Most kids who are picky eaters will outgrow it. The biggest thing is to be creative. You want to prepare a main dish everyone likes and don't let your child say, "I don't want to eat that," and just go without. Encourage them to try new foods.
It can take numerous times of introducing a food before kids will actually decide they like it. If your child has any really strong food dislikes like they will just not eat something, or it will make them gag and throw up don't serve it. It's okay.
If your child won't eat that many vegetables, but they'll eat more fruits, encourage that. Fruits and vegetables interchange themselves. A lot of kids will eat more fruits than vegetable. They're sweeter. Some kids actually prefer more vegetables than fruits. Go with that too.
The one big thing is don't punish your child for being a picky eater. Respect that this is something they will outgrow. Don't bribe your child to eat and say, "If you finish everything on your plate you can have a cookie." That's not what you want to do.
You want to encourage them to eat healthy because if you give them the foundation for healthy eating at this age when their appetite picks back up when they become elementary school age they're going to have the good foundation for fruits, vegetables and healthy foods and not always expect to have that cookie at the end.
Food allergies are something to consider. A lot of food allergies present with just, "I don't feel good. My stomach hurts. I've got some diarrhea. My throat's a little bit itchy." Think about that as a reason for picky eating.

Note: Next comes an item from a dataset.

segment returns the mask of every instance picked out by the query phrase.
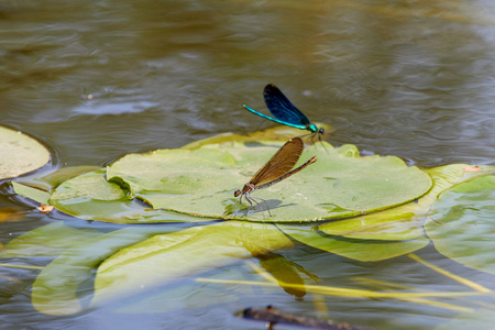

Other kids, kids who have heartburn issues. Yes, even little kids can have heartburn issues. Don't forget your kids are not little adults. You're not going to have them eat as big of a portion as you might think.
Their portions are actually much smaller. Look at their hand. A serving size of meat should be the size of the palm of their hand, and a serving size of fruits, vegetables, rice, beans that's the size of their fist. That's not a really big portion for a lot of kids. The perception might be your child is a really picky eater, but actually stop and think, "Maybe they actually are eating as much as they should be." The one thing you're going to ask your doctor about is how are they growing. Kids who are picky eaters who we start worrying about problems with don't grow. You'll start noticing that their growth curve will flatten out.
Growth curves change between two and five years. They're not the same as they were in the first year when they're tripling their birth weight, and they're not the same as they are when they get to be in elementary school when they go into kindergarten through second grade where they have their next growth spurt.
Their growth is kid of flat. They only gain a couple of pounds a year. If your child, even though they may seem like they're not eating a lot, if they are still growing along their own growth curve then you know they're getting the nutrition they need.
The one thing you need to remember if you have a picky eater is make meal time fun. You want to make it a pleasant experience to come to the dinner table. Don't make it a punishment.
If your child is really underweight then you're going to want to talk to your doctor. If your child just won't eat anything except junk food you're going to want to talk to your doctor.
The main thing is small portions are okay. Picky eating is normal. Encourage fruits, vegetable and healthy foods over processed and junk food.
If you have any other questions about your child's growth or their eating, this is something most pediatricians are very comfortable talking about. Be sure to ask your doctor about your child. I'm Dr. Cindy Gellner, and that was today's picky eating discussion on The Scope.